— Один раз она сказала, что найдет мне парня, — продолжала она, и я вздрогнул. — Я сказала, чтобы она перестала надо мной потешаться, но она заявила, что обязательно найдет мне любовника. И когда мы поехали с ней в Индианаполис, она прошлась по автобусу и привела какого-то матроса, чтобы он со мной поговорил. Еще совсем мальчишка. Он сказал, ему двадцать, но я уверена, что не больше восемнадцати. Зато он был милый. Он посидел со мной, мы поговорили. Сначала я стеснялась, не знала, что сказать. Но он был милый, с ним было приятно беседовать, если бы только напротив через проход не сидела она.

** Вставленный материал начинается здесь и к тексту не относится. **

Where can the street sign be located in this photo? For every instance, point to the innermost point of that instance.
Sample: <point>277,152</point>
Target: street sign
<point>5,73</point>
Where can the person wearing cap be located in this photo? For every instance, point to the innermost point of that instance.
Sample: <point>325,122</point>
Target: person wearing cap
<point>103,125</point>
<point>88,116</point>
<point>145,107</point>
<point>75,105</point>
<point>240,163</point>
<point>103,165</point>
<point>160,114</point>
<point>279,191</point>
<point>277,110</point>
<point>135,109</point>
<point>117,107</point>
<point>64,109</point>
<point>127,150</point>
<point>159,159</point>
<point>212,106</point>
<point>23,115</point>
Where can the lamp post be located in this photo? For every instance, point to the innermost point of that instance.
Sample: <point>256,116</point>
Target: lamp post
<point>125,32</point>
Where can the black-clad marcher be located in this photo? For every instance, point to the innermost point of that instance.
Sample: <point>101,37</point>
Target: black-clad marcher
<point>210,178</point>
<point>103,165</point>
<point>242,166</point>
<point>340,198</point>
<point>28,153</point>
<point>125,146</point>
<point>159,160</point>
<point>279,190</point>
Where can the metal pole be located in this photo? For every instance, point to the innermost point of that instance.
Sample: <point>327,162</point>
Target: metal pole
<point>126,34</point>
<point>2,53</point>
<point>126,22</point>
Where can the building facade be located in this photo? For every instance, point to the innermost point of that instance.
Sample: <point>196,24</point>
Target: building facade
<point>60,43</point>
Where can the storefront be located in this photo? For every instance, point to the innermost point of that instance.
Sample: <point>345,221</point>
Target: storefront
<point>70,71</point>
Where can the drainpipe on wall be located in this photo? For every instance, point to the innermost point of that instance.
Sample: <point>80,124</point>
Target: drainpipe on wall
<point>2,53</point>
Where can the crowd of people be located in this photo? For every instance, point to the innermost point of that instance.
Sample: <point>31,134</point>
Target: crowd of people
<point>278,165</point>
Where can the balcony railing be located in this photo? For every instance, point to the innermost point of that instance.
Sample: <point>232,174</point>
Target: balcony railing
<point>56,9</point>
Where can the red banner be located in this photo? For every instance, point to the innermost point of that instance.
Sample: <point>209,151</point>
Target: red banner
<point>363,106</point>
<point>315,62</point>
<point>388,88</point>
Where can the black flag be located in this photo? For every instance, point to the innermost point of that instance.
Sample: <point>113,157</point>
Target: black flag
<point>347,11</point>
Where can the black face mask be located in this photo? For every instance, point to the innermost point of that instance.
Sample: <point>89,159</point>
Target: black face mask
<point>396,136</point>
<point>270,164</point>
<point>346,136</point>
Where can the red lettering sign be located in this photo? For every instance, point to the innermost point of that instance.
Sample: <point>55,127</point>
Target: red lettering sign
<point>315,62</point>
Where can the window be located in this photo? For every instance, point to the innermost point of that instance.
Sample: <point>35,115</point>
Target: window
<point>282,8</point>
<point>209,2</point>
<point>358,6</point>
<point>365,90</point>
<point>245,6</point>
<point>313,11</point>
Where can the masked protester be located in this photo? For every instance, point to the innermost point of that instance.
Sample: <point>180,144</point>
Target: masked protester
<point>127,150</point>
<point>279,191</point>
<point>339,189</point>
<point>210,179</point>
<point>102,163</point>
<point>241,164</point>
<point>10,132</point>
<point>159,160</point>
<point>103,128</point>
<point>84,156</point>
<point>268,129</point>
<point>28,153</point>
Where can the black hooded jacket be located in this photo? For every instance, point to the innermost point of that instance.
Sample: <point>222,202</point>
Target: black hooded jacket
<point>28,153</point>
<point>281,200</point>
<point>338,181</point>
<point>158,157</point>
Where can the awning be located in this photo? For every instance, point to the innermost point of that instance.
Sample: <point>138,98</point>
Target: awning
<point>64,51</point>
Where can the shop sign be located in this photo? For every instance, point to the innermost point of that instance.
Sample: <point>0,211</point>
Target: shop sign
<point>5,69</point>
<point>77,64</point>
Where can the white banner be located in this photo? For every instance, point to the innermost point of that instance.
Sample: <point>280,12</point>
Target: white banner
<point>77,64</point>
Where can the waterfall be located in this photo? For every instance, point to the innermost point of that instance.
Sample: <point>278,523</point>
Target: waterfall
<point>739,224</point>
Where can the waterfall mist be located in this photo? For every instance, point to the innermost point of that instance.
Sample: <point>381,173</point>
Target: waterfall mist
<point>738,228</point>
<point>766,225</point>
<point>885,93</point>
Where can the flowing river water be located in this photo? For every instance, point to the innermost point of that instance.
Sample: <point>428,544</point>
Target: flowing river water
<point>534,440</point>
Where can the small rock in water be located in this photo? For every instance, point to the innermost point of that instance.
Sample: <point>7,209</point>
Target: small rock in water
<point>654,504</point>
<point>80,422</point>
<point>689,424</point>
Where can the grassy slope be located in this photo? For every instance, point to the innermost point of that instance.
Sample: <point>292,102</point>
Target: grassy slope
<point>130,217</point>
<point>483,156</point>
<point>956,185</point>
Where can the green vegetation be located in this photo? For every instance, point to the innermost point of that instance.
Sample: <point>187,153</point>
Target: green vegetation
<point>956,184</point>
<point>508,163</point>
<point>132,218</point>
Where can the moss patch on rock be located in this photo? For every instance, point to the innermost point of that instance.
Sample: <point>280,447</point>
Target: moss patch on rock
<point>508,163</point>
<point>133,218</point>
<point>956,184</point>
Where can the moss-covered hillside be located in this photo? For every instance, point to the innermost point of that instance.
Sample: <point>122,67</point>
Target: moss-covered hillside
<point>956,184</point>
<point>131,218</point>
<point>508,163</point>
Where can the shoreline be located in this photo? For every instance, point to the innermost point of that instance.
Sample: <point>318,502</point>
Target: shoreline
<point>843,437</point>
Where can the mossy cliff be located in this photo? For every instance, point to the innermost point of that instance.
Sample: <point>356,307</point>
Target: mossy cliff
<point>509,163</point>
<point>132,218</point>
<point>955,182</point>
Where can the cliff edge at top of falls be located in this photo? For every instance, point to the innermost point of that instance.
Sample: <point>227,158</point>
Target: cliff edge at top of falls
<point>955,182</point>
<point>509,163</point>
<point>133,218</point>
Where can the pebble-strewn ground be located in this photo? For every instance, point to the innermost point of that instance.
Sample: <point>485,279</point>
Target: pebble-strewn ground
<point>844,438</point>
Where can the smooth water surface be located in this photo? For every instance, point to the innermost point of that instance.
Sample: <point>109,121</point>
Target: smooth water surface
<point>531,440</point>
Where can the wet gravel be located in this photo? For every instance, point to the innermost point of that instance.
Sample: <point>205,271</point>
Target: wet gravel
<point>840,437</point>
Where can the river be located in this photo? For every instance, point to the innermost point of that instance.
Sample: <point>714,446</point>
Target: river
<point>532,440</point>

Я инстинктивно обернулся, но глухонемая, похоже, спала. Хотя когда я отворачивал голову, у меня возникло ощущение, что глазки-бусинки снова открылись и сосредоточились на нас.
— Не обращайте внимания, — сказала женщина.
Я потупился.
— Как вы думаете, это нехорошо? — спросила она вдруг, и я снова вздрогнул, когда ее жаркая влажная рука коснулась моей.
— Я… я не знаю.
— Морячок был такой милый, — произнесла она с тоской. — Он был милый. И мне плевать, что она смотрит. Это ведь неважно? Сейчас темно, она ничего толком не увидит. А услышать она не может.
Должно быть, я отшатнулся назад, потому что она вцепилась в меня.
— Я не заразная, — воскликнула она. — Так бывает не каждый раз. Я делала это только с тем моряком, клянусь, всего один раз. Я не лгу.
Пока она говорила, все более и более взволнованно, ее дрожащая рука соскользнула с моей и опустилась мне на бедро. У меня сжались мышцы живота. Я не мог пошевелиться. Наверное, я и не хотел шевелиться. Я был загипнотизирован звуком ее густого голоса и трепещущей рукой, которая сладострастно ласкала меня.
— Пожалуйста. — Она почти задыхалась.
Я пытался возразить что-нибудь, но в голову ничего не приходило.
— Я всегда одна, — начала она сначала. — Она не позволит мне выйти замуж, потому что боится. Она не хочет, чтобы я уходила от нее. Все в порядке, нас никто не видит.
Одной рукой она уже вцепилась ногтями в мою ногу. Другую руку она положила мне на колено, и когда нас ослепила очередная вспышка света, я увидел черный провал ее рта, голодные глаза сверкали.
— Тебе придется, — сказала она, придвигаясь ближе.
И внезапно она накинулась на меня. Ее рот обжигал, губы дрожали. Она жарко дышала мне в шею, а руки, неистовые и подрагивающие, вцеплялись в мое оказавшееся вдруг обнаженным тело. Хрупкие горячие конечности обвивались вокруг меня, будто плющ, снова и снова. Жар ее тела совершенно парализовал меня. Не знаю, как остальные пассажиры могли при этом спать. Но спали не все. Одна из них точно наблюдала.
Внезапно холод ночи возвратился, все было кончено, она быстро отстранилась, и платье сердито зашуршало, когда она одергивала подол, словно возмущенная пожилая леди, которая случайно выставила напоказ лодыжки. Она отвернулась и стала смотреть в окно, как будто меня больше не было рядом. Я в отупении наблюдал, как вздымается и опадает ее спина, ощущая, что начисто лишился сил, что все мои мышцы сделались ватными.
Затем я кое-как привел одежду в порядок и с трудом вышел в проход. В тот же миг глухонемая соскочила с места и протиснулась мимо меня, внезапно совершенно проснувшаяся. Я заметил, как взволновано ее лицо.
Опустившись на прежнее место, я снова посмотрел через проход и увидел, как толстые молочные пальцы сжимаются и трепещут, плетя в воздухе жадные вопросы. А худая женщина кивала и кивала, и глухонемая не позволяла ей отвернуться.